Raccagni: «In questo momento diciamo tristezza, perché andiamo via dopo un lungo periodo: siamo presenti nella città di Alessandria dal 1530, da quando è iniziata la Riforma della famiglia francescana cappuccina. C’è la tristezza di lasciare un luogo dove, soprattutto negli ultimi 100 anni, i frati hanno portato avanti una grossa attività pastorale. Penso, in particolare, all’associazione San Francesco, a Gelindo e alla carità, che ha sempre caratterizzato la nostra vita e che in questi ultimi anni si è particolarmente sviluppata».

E la soddisfazione?

R:«Non parlerei di soddisfazione, ma di uno sguardo verso il futuro. Questo per noi è un momento difficile dal punto di vista vocazionale, che ci ha costretto a una “revisione” della nostra presenza. Per questo chiuderemo, a malincuore, il convento di Alessandria e terremo aperto quello di Tortona, che è la Casa del Noviziato».

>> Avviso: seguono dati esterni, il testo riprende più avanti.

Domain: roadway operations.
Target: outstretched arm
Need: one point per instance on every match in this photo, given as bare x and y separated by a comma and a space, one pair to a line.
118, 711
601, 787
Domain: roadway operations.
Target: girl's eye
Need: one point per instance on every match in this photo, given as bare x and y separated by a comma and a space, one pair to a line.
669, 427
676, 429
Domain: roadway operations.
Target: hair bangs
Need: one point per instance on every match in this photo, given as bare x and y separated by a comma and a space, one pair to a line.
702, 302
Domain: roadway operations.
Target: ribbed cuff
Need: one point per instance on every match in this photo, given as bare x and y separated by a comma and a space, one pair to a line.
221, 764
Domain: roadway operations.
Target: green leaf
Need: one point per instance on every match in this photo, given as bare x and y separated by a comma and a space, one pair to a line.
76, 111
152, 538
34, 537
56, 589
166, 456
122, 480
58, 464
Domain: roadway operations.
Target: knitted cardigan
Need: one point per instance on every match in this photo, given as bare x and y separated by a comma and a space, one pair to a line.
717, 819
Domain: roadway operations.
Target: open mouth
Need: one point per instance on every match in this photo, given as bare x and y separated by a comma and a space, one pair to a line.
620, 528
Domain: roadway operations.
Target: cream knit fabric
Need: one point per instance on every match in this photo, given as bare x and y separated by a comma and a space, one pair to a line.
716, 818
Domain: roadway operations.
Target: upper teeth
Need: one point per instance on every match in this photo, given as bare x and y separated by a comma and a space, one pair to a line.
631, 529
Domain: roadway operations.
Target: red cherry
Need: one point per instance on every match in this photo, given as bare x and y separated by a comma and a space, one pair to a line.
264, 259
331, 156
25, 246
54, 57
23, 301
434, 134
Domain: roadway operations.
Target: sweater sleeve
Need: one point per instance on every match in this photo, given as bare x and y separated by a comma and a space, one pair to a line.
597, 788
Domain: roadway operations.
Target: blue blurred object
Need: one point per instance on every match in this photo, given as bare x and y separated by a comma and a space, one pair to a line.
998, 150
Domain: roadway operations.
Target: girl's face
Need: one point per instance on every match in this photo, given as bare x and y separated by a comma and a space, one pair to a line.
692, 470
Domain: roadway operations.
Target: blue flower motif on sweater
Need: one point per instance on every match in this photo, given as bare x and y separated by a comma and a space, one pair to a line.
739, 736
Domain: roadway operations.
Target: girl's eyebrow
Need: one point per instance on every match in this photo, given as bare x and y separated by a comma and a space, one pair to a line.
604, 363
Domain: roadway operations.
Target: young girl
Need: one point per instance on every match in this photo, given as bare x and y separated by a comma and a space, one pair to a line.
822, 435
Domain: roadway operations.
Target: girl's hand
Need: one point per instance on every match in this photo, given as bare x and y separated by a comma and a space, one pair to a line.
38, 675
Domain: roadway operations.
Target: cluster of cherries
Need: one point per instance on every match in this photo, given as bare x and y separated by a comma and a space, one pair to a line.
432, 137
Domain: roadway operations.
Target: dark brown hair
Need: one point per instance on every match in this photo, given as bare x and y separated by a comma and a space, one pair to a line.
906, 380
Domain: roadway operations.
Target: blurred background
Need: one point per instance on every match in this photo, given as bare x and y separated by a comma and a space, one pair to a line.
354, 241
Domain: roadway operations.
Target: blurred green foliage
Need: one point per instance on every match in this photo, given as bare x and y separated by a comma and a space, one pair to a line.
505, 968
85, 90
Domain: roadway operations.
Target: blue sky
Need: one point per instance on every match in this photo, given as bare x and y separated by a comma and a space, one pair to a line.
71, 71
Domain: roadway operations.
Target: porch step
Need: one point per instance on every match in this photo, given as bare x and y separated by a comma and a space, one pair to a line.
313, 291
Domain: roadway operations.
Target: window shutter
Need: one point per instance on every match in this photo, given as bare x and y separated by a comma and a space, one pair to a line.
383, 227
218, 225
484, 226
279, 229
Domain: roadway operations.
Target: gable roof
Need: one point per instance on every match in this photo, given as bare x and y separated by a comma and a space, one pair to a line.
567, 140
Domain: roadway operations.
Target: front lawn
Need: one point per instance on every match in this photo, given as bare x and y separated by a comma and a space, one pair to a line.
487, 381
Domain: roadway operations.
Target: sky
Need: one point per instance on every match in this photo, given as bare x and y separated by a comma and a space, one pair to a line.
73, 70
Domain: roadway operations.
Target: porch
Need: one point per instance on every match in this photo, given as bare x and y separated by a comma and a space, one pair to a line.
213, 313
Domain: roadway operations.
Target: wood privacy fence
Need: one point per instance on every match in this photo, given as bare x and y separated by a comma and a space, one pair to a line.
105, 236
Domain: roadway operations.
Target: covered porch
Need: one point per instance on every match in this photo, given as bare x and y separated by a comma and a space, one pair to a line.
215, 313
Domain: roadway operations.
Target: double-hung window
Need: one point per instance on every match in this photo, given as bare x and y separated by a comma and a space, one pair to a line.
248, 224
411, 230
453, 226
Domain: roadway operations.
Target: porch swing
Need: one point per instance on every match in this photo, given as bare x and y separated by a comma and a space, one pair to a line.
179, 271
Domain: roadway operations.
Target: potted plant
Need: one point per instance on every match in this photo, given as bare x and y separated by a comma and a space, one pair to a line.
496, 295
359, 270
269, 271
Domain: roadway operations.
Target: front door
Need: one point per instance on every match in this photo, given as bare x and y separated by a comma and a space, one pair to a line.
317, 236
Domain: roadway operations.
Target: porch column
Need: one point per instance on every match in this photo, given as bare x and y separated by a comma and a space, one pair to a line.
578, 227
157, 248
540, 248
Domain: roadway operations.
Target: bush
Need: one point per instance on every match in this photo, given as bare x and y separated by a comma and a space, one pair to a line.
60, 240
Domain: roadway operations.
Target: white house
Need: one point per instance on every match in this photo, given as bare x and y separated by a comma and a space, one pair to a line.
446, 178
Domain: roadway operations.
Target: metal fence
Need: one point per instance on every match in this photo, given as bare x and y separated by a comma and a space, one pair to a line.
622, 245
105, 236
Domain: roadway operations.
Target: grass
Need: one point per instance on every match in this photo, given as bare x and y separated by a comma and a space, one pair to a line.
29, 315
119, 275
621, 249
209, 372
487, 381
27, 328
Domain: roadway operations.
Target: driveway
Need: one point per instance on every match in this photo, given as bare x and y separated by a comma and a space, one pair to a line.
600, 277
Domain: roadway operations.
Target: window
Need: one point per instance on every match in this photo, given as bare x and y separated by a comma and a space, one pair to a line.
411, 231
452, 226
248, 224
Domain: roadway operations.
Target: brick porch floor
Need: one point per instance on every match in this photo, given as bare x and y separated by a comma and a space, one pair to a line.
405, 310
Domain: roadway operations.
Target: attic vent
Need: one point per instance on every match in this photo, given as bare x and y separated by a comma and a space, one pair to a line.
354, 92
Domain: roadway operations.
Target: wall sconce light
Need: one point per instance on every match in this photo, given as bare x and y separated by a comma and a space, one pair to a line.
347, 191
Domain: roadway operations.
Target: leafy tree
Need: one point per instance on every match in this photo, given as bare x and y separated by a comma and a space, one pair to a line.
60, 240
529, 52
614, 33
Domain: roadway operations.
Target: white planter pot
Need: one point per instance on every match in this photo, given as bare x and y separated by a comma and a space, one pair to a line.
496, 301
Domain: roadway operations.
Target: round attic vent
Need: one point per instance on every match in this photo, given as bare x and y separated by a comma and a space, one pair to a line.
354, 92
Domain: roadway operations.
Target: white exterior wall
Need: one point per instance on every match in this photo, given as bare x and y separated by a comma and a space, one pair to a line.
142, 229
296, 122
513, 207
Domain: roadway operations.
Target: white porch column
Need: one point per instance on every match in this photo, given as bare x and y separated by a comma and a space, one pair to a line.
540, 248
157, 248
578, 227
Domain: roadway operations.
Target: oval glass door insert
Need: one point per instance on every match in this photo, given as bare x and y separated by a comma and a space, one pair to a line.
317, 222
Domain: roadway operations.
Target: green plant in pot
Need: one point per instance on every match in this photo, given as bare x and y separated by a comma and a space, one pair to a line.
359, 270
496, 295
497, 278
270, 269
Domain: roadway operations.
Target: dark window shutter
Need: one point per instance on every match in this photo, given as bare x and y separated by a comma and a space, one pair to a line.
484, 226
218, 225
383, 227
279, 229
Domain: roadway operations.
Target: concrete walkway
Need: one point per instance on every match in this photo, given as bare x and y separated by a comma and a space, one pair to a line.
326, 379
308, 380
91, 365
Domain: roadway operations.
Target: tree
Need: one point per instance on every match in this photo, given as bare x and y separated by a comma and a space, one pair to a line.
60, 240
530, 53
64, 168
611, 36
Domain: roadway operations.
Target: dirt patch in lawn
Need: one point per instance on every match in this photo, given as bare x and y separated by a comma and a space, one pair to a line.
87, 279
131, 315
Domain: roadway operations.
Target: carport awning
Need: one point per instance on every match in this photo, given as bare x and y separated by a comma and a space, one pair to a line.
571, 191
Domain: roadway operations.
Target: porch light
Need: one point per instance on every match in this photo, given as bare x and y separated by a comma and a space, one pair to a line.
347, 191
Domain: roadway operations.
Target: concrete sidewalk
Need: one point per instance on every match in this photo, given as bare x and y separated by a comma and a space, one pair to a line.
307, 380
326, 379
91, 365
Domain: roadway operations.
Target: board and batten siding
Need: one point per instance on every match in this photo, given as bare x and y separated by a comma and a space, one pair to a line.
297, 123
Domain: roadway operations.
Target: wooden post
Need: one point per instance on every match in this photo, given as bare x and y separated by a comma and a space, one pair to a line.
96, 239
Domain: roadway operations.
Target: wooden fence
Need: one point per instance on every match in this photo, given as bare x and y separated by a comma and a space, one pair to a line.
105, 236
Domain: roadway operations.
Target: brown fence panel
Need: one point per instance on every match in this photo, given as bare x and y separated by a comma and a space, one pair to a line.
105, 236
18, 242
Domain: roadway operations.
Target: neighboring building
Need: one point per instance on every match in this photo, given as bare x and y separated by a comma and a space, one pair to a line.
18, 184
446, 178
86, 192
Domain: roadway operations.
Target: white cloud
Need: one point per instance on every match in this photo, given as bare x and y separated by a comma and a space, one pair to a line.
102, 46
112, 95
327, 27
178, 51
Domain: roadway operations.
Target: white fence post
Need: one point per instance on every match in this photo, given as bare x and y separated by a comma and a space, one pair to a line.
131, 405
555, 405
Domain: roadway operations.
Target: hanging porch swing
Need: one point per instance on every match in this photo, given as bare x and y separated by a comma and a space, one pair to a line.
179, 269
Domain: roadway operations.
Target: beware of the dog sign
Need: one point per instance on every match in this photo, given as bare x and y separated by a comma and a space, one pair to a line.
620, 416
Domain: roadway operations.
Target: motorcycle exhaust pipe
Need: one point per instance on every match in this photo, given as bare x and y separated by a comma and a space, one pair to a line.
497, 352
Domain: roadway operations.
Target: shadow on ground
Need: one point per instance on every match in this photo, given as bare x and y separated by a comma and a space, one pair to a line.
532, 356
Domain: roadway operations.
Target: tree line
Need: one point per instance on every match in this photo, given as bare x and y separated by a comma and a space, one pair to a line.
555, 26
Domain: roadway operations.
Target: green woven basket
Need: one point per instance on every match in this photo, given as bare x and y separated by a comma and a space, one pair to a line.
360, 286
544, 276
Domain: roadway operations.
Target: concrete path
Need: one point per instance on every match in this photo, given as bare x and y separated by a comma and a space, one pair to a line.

C’è chi ha scritto che finirete in Inghilterra…

R: «Ma no, non è che finiamo in Inghilterra (sorride). I frati che sono qui verranno ridistribuiti sul territorio. Dico sempre che ogni spostamento lo facciamo guardando al futuro. Coloro che entrano adesso nell’Ordine devono pensare a come saremo tra 10, 20 o 30 anni. L’Ordine non è una realtà piccola e legata a un territorio, ma abbraccia tutta la Chiesa e, nelle preoccupazioni del nostro Ministro generale, deve includere anche l’Europa. C’è uno sguardo all’Inghilterra, così come alla Spagna, alla Francia o all’Olanda…».

Monsignor Gallese, lei conferma che la mensa e Gelindo proseguiranno?

G: «L’intenzione è quella di continuare, la mensa va assolutamente mantenuta. Ne avremo due: quella di mezzogiorno, in via delle Orfanelle alla Caritas, e quella della sera, nel convento dei Cappuccini. Sono certo che il Signore ci indicherà come servire i poveri nel modo migliore. Per quanto riguarda Gelindo, credo sia un valore per la nostra comunità. Io non ne ho perso uno da quando sono arrivato. Vorrei anche far crescere una presenza dal punto di vista pastorale, celebrativo, delle confessioni e delle attività per i ragazzi. Insomma, i frati non chiudono. Questo è il messaggio che vogliamo dare».

Sui giornali abbiamo letto di nuovi progetti su questo immobile. Provando a sognare un po’, lei che cosa vede?

G: «Non lo so, adesso i sogni sono ancora sogni. Prima bisogna fare in modo che finiscano almeno su un pezzo di carta, e poi si tradurranno in realtà. Dal punto di vista giuridico e burocratico, i tempi sono lunghi e richiedono un certo impegno. Un’idea potrebbe essere quella di far abitare lì i seminaristi e i sacerdoti che fanno servizio nel centro storico. È un’ipotesi ancora tutta da verificare, perché poi bisogna mettersi lì e fare i conti per bene. Ma è chiaro che per mandare avanti la mensa è necessario che ci sia una comunità: non è una questione organizzativa, è una questione di anima. A me la cosa che preoccupa di più non è come dar da mangiare alla gente, gli aspetti logistici. No, assolutamente no… il punto è come sostituire la presenza dei frati che si prendevano cura delle persone. È veramente l’aspetto più oneroso, quello della vera carità, del rapporto umano. Chi si prenderà cura delle persone? Queste sono le grandi domande, quindi è tutto ancora da mettere a fuoco. Adesso abbiamo un cammino davanti, e strada facendo le cose si chiariranno».

Fra Roberto, voi frati cappuccini che cosa lasciate in eredità alla diocesi e alla città?

R: «Lasciamo in eredità la nostra attenzione pastorale, con le confessioni e l’ascolto delle persone. Lasciamo la nostra presenza di questi ultimi 100 anni nell’associazione San Francesco, con le sue attività verso i giovani e con la tradizione di Gelindo. Siamo sicuri, nel dialogo che abbiamo avuto con monsignor vescovo e negli accordi che abbiamo preso, che questo è nel suo cuore. Di ciò lo ringraziamo, siamo davvero grati alla Diocesi di questa opportunità che è anche per Alessandria. Una città a cui diciamo grazie: grazie per il bene che ci avete voluto in questi anni».